The Preferential Tidal Stripping of Dark Matter versus Stars in Galaxies

TL;DR

This study uses high-resolution simulations to show that dark matter is more extensively stripped than stars in galaxies due to their different initial distributions, with implications for modeling galaxy evolution.

Contribution

It provides new quantitative relations for dark matter and stellar stripping, highlighting the stellar-to-halo size ratio as a key parameter, applicable across various galaxy and cluster masses.

Findings

Dark matter is stripped more than stars in galaxies.

Stellar-to-halo size ratio controls stripping efficiency.

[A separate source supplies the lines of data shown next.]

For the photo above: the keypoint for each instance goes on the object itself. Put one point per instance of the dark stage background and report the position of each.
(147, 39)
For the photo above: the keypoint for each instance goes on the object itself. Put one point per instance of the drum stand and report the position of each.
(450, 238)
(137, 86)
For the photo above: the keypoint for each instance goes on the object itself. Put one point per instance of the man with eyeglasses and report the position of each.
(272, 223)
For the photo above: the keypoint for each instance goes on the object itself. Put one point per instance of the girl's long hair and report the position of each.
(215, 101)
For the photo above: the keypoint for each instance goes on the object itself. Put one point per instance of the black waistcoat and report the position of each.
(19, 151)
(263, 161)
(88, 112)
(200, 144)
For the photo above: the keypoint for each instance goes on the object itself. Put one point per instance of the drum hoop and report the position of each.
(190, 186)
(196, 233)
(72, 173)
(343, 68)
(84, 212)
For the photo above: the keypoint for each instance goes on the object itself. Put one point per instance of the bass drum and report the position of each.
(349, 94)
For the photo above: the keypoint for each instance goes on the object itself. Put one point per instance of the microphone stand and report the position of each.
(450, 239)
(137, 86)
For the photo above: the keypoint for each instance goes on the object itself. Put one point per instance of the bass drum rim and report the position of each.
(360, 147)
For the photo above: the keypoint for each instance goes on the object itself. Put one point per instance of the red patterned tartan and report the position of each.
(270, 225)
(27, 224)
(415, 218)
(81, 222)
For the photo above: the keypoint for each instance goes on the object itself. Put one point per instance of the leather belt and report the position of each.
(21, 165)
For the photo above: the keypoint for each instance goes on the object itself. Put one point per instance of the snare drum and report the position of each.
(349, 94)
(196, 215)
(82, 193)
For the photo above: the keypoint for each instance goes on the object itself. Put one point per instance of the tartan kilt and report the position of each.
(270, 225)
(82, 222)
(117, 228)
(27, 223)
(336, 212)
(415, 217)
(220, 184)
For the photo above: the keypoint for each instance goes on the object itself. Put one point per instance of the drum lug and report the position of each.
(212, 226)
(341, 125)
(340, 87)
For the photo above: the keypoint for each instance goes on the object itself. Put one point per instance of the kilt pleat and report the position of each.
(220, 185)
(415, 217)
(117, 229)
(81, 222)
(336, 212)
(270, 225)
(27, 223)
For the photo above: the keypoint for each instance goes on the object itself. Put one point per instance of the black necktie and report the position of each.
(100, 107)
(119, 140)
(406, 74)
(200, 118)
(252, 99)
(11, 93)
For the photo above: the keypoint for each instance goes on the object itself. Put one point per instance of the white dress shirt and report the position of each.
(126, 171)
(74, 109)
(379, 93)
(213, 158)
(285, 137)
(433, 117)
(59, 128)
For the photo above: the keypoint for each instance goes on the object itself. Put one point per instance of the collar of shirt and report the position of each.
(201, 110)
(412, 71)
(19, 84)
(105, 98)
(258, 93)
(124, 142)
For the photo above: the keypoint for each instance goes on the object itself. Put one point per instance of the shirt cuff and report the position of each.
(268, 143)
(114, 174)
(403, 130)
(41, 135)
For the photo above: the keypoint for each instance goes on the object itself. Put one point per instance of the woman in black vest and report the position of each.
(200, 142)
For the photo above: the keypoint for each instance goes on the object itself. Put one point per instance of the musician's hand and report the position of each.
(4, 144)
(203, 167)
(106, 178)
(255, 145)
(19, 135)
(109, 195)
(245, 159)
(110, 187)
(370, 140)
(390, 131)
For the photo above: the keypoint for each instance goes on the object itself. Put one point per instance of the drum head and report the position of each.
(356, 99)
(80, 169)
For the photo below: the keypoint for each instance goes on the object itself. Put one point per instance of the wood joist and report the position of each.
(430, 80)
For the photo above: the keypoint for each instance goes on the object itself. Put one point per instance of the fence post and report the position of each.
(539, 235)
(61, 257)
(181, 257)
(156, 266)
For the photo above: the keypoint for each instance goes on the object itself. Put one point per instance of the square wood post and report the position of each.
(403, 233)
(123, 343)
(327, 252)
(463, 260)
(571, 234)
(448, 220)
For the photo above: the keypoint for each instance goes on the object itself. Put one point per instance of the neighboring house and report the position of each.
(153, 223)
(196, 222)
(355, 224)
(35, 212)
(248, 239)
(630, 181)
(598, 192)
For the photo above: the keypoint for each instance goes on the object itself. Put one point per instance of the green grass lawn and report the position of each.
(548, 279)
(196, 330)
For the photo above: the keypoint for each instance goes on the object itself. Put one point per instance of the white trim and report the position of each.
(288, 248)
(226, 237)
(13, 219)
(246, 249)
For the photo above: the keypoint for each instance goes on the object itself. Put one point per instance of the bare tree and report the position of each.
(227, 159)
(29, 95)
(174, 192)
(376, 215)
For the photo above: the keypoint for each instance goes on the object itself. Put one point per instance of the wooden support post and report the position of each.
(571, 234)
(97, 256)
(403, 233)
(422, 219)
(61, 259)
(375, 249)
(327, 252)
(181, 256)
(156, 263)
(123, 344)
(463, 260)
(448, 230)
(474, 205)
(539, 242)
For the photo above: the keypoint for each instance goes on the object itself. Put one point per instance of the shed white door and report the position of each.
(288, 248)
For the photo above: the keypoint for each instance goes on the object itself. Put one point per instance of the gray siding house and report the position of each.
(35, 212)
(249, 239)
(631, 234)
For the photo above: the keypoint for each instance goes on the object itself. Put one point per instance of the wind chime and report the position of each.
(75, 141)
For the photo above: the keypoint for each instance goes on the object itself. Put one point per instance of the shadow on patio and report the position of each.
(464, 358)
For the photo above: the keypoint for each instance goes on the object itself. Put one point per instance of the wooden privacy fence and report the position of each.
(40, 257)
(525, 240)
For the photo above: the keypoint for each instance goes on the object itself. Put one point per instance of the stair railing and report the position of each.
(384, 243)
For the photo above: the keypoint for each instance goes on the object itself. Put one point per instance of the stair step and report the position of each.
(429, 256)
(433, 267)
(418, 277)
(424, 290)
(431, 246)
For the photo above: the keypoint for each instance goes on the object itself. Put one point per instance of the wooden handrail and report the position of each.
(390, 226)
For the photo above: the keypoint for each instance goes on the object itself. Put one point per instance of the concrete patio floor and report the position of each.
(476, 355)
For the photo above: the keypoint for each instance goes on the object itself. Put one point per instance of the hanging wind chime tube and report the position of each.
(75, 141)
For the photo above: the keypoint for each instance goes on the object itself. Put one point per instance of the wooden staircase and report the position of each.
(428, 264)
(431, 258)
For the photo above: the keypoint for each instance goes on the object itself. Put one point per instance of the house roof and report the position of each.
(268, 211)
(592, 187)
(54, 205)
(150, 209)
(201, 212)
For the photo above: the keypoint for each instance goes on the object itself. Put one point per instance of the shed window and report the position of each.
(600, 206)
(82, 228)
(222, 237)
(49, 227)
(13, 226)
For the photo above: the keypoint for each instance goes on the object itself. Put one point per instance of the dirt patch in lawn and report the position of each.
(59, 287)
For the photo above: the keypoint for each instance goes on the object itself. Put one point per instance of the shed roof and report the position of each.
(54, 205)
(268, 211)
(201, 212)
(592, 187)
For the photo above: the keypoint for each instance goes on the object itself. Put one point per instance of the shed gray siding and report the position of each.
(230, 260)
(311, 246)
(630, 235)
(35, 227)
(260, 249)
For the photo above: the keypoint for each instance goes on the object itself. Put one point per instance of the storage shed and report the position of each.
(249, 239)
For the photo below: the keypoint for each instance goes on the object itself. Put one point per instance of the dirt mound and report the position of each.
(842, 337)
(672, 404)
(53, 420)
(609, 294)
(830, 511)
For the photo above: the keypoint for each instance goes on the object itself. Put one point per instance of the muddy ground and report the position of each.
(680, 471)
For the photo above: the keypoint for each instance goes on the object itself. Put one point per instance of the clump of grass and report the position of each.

Stripping relations are broadly applicable regardless of galaxy or cluster mass.

Abstract

Using high resolution hydrodynamical cosmological simulations, we conduct a comprehensive study of how tidal stripping removes dark matter and stars from galaxies. We find that dark matter is always stripped far more significantly than the stars -- galaxies that lose $\sim$80$\%$ of their dark matter, typically lose only 10$\%$ of their stars. This is because the dark matter halo is initially much more extended than the stars. As such, we find the stellar-to-halo size-ratio (measured using r$_{\rm{eff}}$/r$_{\rm{vir}}$) is a key parameter controlling the relative amounts of dark matter and stellar stripping. We use simple fitting formulae to measure the relation between the fraction of bound dark matter and fraction of bound stars. We measure a negligible dependence on cluster mass or galaxy mass. Therefore these formulae have general applicability in cosmological simulations, and are ideal to improve stellar stripping recipes in semi-analytical models, and/or to estimate the impact that tidal stripping would have on galaxies when only their halo mass evolution is known.